As the world knows, on July 4 it was announced that the Higgs boson, or a reasonable facsimile, has been seen by two independent experiments at CERN. The statistical significance reported was expressed as "5-sigma." Let's look at what this means.
When subatomic particles are smashed together at high energy, they create a complex mix of secondary particles. Before you can claim a new discovery in that mix, you have to show, among other things, that the effect upon which you base the claim is very unlikely to be simply a statistical artifact.
The effect reported from CERN is of a type that particle physicists have been exploring for over fifty years. Basically, they looked for evidence of a particle with such a short lifetime that it would not leave any measurable track in the detector. Instead, it decays into secondary particles after travelling only a few nuclear diameters.

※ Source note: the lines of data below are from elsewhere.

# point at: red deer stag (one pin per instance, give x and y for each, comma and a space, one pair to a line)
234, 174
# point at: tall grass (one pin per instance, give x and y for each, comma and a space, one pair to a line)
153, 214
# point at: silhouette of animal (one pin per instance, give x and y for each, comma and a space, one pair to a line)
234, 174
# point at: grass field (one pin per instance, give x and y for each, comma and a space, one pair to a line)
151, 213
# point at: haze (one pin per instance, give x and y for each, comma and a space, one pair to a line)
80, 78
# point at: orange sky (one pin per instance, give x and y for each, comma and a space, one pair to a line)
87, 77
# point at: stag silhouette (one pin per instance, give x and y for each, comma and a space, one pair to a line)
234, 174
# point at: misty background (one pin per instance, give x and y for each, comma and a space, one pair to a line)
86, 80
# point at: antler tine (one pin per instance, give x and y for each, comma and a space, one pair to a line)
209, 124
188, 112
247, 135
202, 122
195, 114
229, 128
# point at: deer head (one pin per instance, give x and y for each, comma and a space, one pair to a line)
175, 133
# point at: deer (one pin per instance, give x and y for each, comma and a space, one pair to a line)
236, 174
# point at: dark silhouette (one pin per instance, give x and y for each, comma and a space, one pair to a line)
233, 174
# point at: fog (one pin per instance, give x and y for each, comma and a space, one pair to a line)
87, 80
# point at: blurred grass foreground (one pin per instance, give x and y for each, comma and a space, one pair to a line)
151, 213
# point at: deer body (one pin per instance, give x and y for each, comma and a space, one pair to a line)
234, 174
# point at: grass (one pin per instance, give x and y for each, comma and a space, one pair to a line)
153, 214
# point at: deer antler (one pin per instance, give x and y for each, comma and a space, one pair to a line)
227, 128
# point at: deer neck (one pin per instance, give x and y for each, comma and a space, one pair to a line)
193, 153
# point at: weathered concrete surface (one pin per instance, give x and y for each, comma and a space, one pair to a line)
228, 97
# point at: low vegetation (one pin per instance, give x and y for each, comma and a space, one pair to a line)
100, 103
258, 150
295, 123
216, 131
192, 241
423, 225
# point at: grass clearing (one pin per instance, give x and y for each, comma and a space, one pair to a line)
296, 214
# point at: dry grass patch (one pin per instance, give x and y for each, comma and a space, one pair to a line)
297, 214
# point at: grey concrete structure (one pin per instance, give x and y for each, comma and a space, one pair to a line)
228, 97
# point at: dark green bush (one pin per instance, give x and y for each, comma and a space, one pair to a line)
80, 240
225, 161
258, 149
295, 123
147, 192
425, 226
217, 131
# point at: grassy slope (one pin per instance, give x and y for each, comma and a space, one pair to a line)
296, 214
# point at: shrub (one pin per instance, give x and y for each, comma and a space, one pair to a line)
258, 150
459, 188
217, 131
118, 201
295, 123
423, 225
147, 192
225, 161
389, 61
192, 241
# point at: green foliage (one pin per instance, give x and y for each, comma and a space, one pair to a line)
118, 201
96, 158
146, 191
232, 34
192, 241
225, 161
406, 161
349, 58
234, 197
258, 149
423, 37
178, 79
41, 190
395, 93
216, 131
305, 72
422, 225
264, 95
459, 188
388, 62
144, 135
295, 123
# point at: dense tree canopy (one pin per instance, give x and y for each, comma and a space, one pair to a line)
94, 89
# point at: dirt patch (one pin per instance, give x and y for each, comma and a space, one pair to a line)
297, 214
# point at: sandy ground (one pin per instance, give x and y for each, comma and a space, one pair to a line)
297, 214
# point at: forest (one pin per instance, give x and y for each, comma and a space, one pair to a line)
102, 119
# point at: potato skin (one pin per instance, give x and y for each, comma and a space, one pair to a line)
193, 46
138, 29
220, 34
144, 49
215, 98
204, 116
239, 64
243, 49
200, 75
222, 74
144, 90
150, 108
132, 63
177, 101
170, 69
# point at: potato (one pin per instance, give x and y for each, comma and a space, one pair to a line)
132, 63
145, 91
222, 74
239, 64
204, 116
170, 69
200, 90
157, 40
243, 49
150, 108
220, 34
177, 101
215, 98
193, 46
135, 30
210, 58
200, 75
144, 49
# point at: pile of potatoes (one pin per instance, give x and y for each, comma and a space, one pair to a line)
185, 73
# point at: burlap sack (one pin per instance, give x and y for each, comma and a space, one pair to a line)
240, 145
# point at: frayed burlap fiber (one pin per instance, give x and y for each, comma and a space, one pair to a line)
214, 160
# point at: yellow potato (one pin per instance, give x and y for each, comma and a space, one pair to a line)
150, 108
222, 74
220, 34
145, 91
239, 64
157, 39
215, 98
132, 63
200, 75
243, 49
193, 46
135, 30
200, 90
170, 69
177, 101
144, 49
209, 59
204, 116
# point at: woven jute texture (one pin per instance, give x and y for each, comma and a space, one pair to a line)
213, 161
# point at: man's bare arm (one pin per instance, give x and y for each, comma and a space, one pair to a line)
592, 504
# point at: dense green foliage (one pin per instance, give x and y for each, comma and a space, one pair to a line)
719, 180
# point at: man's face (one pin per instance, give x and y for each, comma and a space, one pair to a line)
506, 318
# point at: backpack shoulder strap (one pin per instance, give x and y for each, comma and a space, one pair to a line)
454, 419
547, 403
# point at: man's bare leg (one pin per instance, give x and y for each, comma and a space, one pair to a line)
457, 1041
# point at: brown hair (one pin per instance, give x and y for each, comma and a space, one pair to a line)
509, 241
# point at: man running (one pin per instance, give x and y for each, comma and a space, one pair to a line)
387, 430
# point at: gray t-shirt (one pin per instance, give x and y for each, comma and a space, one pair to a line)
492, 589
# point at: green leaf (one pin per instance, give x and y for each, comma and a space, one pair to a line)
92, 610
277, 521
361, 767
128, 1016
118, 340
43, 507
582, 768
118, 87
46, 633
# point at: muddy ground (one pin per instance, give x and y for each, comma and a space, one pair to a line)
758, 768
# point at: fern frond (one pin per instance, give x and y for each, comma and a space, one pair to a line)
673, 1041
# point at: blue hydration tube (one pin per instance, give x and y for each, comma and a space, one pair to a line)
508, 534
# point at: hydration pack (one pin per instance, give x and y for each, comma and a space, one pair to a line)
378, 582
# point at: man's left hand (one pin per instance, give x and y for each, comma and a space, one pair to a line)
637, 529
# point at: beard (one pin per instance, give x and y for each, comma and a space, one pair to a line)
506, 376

When I was a graduate student at UCLA in the early 1960s, bubble chambers and other detectors at the Lawrence Radiation Laboratory in Berkeley (now Lawrence Berkeley Lab), Brookhaven National Laboratory on Long Island, and CERN in Geneva were finding signs of many such short-lived particles that had never before been seen or even anticipated. They were clearly not composed of the well-known particles such as protons, neutrons, and electrons but seemed elementary in their own right.
We experimenters did then just as the Higgs-searchers are doing now, measured the energies and momenta of all the outgoing particles produced in high-energy particle collisions. Using these data, we formed a quantity called the "invariant mass" for each of the various particle combinations. Accumulating a large number of collision events, we then looked at the statistical distribution of the various invariant masses. When an unexpected "bump" appeared above what was the expected background, we had a candidate for a new particle.
Of course, everyone wanted to discover a new elementary particle and we all got excited whenever even the smallest bump appeared. At first, it seemed that a bump of three standard deviations, that is, "3-sigma," above the background was sufficient for a discovery. At the time, most physicists were not experts in statistics (and still aren't) and this struck us as reasonable. If the statistical fluctuations were given by a normal distribution (bell curve), then in only one in every 740 times you look at such a distribution will you get a 3-sigma bump or larger from a statistical fluctuation. That is, what is called the "p-value" was 1/740 = 0.00135.
We had a simple rule of thumb that drove statistics experts crazy, and still does. If the background under the bump, estimated by looking at either side, or calculated from some model, contained N events, then sigma was set equal to the square root of N-1.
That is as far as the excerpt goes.